Cleante Davidoglu (1871–1947) was a Romanian major general during World War I and its immediate aftermath, who served as commander of the Gendarmerie from 1927 to 1928.

==Biography==
===Early life===
He was born in Bârlad, Vaslui County, the son of Profira Moțoc and Doctor Cleante Davidoglu. His younger brother was the mathematician Anton Davidoglu. His grandfather was a salep seller, his great-grandfather a sipahi in the Ottoman Army, and his great-great-grandfather a janissary from around Piatra Neamț.

===World War I===
After his military studies, he was promoted to captain in 1905, and then served with the Romanian Army in World War I. During the Romanian Campaign of 1916, lieutenant colonel Davidoglu commanded the 4th Roșiori Regiment at the battles of Transylvania, Oituz, and Robănești. In 1917 he was promoted to colonel, and by the end of the war to brigadier general.

===Hotin uprising===
In October 1918, Prime Minister Alexandru Marghiloman ordered the Romanian Army to take control of Bukovina and Hotin, in the far-northern tip of Bessarabia. The 1st Cavalry Division soon moved into the region; it was spearheaded by the 3rd Redcoats Regiment and the 40th Infantry Regiment, both of which were placed under the command of General Davidoglu. Hotin was ceded by the Austrians on November 10, but on January 7, 1919, the Hotin Uprising, a Ukrainian-led insurrection, began. On January 19 Podolian irregulars crossed into Hotin County at Atachi, disarming Romanian border guards and moving in on Soroca; on January 23, after reaching Secureni, rebellion erupted in Hotin itself, chasing out the Romanian garrison. Soon after, Davidoglu's troops were joined by various units, including the 37th Infantry Regiment from Bacău and the machine-gunners of Bălți.

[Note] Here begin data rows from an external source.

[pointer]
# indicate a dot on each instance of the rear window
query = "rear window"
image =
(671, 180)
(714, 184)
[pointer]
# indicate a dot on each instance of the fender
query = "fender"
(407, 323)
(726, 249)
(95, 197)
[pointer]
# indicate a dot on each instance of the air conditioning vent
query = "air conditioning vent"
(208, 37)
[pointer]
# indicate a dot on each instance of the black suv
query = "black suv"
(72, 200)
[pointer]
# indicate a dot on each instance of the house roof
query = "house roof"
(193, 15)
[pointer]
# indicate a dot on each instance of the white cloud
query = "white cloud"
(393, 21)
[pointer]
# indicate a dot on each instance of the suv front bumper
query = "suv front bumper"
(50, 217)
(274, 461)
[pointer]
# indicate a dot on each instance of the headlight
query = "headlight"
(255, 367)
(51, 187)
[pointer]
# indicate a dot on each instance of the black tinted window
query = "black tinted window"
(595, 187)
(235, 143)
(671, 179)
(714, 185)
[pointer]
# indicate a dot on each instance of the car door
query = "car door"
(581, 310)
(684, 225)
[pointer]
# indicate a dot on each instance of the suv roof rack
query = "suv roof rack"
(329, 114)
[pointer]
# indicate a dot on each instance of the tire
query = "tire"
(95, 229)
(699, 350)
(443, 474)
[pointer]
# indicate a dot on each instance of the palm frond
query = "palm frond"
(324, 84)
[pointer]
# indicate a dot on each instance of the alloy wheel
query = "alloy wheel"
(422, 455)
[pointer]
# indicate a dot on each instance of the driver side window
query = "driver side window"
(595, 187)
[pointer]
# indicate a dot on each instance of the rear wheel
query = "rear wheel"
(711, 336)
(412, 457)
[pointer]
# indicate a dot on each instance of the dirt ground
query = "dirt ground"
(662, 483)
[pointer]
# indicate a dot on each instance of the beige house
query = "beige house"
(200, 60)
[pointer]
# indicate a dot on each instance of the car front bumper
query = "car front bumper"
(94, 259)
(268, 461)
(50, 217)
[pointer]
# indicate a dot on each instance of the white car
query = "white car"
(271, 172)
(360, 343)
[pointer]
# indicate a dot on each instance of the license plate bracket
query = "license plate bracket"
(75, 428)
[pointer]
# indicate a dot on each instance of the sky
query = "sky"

On January 28–30, the regrouped units forced the rebels out the area, pushing them back over the Dniester by February 1.

===The Hungarian–Romanian War===
In March 1919 he was stationed in Satu Mare, where he helped Doctor Lükő Béla establish the surgery section of the city's hospital. In April 2019, during the Hungarian–Romanian War, he led the 2nd Roșiori Brigade in the battles around Satu Mare and Mátészalka. For the bravery he displayed in those engagements, Davidoglu was awarded on June 6 the Order of Michael the Brave, 3rd class.

===The Gendarmerie===
Promoted to major general, he served as commander of the Gendarmerie from 1927 to 1928. In July 1927, Iuliu Maniu and Virgil Madgearu, representing the National Peasants' Party, wrote an open letter to Prime Minister Ion I. C. Brătianu, the leader of the National Liberal Party, protesting Davidoglu's alleged interference in the 1927 Romanian general election.

Davidoglu subsequently served as Chief Gendarmerie Inspector of Mehedinți County. He died in Bucharest in 1947.

In 2012 the office of Gendarmerie Inspector of Mehedinți County was named in his honor.